Why: To find the total number of cookies Andre has prepared, we need to multiply the number of batches by the number of cookies in each batch. This can be calculated as 15 batches * 12 cookies/batch, which equals 180 cookies. Therefore, the correct answer is 180.

Aaliyah is visiting Padre Island National Seashore and measures the dimensions of a small beach hut she wants to build. The hut will be shaped like a rectangular prism with a length of 5 feet, a width of 4 feet, and a height of 3 feet. What is the volume of the hut in cubic feet?

  1. 60
  2. 12
  3. 20
  4. 15

Why: To find the volume of the rectangular prism, you can use the formula for volume, which is length × width × height. In this case, the dimensions are 5 feet for length, 4 feet for width, and 3 feet for height. So, the volume is 5 × 4 × 3 = 60 cubic feet. Therefore, the correct answer is 60.

Chance is building a rectangular box to hold his collection of Texas-themed toys. The box measures 2 units long, 3 units wide, and 4 units high. What is the volume of the box in cubic units? You can think of the volume as the number of unit cubes needed to fill the box completely.

  1. 24
  2. 20
  3. 12
  4. 18

Why: To find the volume of a rectangular box, you multiply its length, width, and height. Here, Chance's box has a length of 2 units, a width of 3 units, and a height of 4 units. So, the volume is calculated as 2 * 3 * 4, which equals 24 cubic units. This means that it would take 24 unit cubes to completely fill the box.

Leila is building a small rectangular birdhouse for her backyard in Texas. The birdhouse has a length of 4 unit cubes, a width of 3 unit cubes, and a height of 2 unit cubes. How many cubic units of space does the birdhouse have?

  1. 24
  2. 12
  3. 10
  4. 8

Why: To find the volume of the birdhouse, we use the formula for the volume of a rectangular prism, which is length × width × height. Leila's birdhouse has a length of 4 units, a width of 3 units, and a height of 2 units. So, we calculate: 4 × 3 × 2 = 24 cubic units. Therefore, the birdhouse has a volume of 24 cubic units.

Common questions about TEKS 5.6A

What is TEKS 5.6A?

TEKS 5.6A is a Grade 5 Geometry/measurement standard from the Texas Essential Knowledge and Skills. The standard says: Recognize a cube with side length of one unit as a unit cube having one cubic unit of volume and the volume of a three-dimensional figure as the number of unit cubes (n cubic units) needed to fill it with no gaps or overlaps if possible.

How many TEKS 5.6A practice questions are available?

120+ practice questions tagged to TEKS 5.6A. All free to print or practice online.
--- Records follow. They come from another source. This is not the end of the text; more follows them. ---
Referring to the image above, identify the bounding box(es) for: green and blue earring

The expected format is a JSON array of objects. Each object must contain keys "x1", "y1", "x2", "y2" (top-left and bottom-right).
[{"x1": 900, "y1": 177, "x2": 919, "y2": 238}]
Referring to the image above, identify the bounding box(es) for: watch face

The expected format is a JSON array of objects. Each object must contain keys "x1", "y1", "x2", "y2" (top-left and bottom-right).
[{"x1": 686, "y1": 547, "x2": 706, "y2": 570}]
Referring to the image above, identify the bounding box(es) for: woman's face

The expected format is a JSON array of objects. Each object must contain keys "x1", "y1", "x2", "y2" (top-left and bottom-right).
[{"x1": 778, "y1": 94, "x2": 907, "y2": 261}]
We pull a fresh set each time you print a worksheet so your kid doesn't see the same questions twice.

What kind of questions test TEKS 5.6A on the STAAR?

Image of stacked unit cubes; count volume. TEKS 5.6A is a medium-cognitive-demand standard — 1-2 step questions are typical.

Where do these questions come from?

Generated by our AI pipeline, then independently quality-gated by two cross-vendor models (gpt-4o for content review, Claude Sonnet 4.5 for math verification) before publishing. Every question is tagged to TEKS 5.6A and modeled on real STAAR item shapes. No typos, no wrong answer keys, no broken explanations.